DBHub addresses a common pain point in AI‑driven development workflows: the need for a single, consistent interface to access a wide variety of relational databases. By acting as an MCP server, DBHub lets AI assistants such as Claude, Cursor, or any MCP‑compatible client query, inspect, and manipulate databases without the client having to implement individual connectors for PostgreSQL, MySQL, MariaDB, SQL Server, or SQLite. This abstraction frees developers from boilerplate code and allows the AI to focus on higher‑level reasoning, schema design, or data analysis tasks.

At its core, DBHub exposes a rich set of database resources—schemas, tables, indexes, and stored procedures—through predictable URI patterns. For example, a client can request to list all schemas or to retrieve the structure of a specific table. The gateway translates these requests into native database calls, returning results in a uniform JSON format that the AI can consume directly. This resource layer is fully supported across all major relational engines, ensuring consistent behavior regardless of the underlying vendor.

In addition to read‑only resources, DBHub offers database tools that enable execution of arbitrary SQL. The command accepts single or batched statements and returns the result set, status messages, and error details. This capability is crucial for AI assistants that need to modify data or run diagnostic queries on the fly, all while maintaining a secure and controlled execution environment. The tool set is intentionally minimal yet powerful, covering the most common operations required during development or data exploration.

The server also ships with prompt capabilities that let AI clients trigger specialized actions.
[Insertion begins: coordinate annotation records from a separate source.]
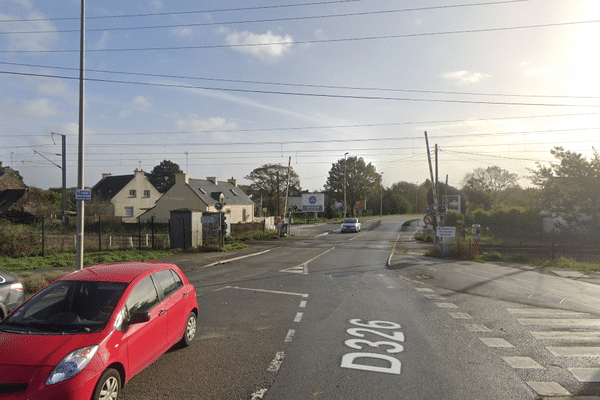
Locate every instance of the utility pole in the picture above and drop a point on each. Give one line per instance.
(64, 178)
(80, 184)
(345, 205)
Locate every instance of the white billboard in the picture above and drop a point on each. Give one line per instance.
(313, 202)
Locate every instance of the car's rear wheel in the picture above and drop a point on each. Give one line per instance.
(190, 330)
(108, 386)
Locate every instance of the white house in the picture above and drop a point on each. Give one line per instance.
(203, 195)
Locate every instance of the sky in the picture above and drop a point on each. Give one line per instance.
(224, 87)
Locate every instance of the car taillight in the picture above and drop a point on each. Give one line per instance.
(16, 286)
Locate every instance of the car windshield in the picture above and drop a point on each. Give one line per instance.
(66, 307)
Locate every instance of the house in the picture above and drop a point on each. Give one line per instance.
(203, 195)
(17, 197)
(122, 196)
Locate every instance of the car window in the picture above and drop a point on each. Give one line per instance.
(143, 297)
(167, 282)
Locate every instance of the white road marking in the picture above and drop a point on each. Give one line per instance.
(303, 268)
(459, 315)
(290, 336)
(586, 374)
(476, 328)
(276, 363)
(522, 363)
(566, 335)
(545, 312)
(446, 305)
(569, 322)
(496, 342)
(574, 351)
(262, 291)
(548, 388)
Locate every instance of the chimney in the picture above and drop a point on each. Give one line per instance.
(232, 181)
(182, 178)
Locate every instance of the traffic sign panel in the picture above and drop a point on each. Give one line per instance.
(445, 231)
(83, 194)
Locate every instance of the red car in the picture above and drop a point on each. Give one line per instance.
(88, 333)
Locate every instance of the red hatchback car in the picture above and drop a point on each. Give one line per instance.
(88, 333)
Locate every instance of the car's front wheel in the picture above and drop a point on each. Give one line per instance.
(108, 386)
(190, 330)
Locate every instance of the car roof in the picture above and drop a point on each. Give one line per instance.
(117, 272)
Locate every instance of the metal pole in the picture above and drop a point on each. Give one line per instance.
(80, 184)
(345, 205)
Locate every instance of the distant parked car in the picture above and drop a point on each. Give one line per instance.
(351, 225)
(11, 293)
(88, 333)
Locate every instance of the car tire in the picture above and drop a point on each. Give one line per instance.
(108, 386)
(190, 330)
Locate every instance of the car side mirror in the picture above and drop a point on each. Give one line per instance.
(139, 318)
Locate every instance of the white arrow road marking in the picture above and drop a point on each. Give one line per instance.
(303, 268)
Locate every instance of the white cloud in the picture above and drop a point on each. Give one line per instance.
(185, 32)
(144, 102)
(39, 107)
(26, 18)
(211, 124)
(125, 114)
(266, 47)
(464, 77)
(101, 43)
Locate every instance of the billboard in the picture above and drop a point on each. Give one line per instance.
(313, 202)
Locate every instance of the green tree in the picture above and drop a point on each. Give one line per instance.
(9, 170)
(487, 187)
(570, 188)
(163, 175)
(264, 182)
(361, 180)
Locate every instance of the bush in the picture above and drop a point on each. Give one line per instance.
(18, 240)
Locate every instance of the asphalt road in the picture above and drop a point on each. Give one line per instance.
(355, 316)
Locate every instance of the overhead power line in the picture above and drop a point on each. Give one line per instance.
(315, 41)
(221, 80)
(319, 95)
(254, 8)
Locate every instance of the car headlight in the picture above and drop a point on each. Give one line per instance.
(72, 364)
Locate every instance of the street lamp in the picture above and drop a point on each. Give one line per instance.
(345, 207)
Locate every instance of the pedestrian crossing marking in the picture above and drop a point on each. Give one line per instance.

While the README truncates the list, typical prompts might include schema generation helpers, migration suggestions, or query optimization hints. By coupling these prompts with the underlying resource and tool layers, developers can build sophisticated AI‑augmented workflows: a code assistant could suggest table creations, validate queries against the live schema, and execute them—all through a single MCP conversation.

DBHub’s design offers several unique advantages for developers. First, its vendor‑agnostic interface eliminates the need to maintain separate drivers or connection strings for each database, simplifying CI/CD pipelines and onboarding. Second, the server’s lightweight architecture means it can run locally or in a containerized environment with minimal overhead, making it ideal for rapid prototyping or embedded usage. Finally, because DBHub follows the MCP specification closely, it is future‑proof: any new database supported by MCP can be integrated with minimal changes to the client side, ensuring long‑term scalability.

In practice, DBHub shines in scenarios such as AI‑powered data discovery, automated schema migrations, or conversational database debugging. A data scientist can ask the assistant to “show me all tables in the sales schema,” receive a structured list, and then request to run a query—all within the same chat session. This seamless integration empowers developers to iterate faster, reduce context switching, and harness AI assistance directly against their production or staging databases.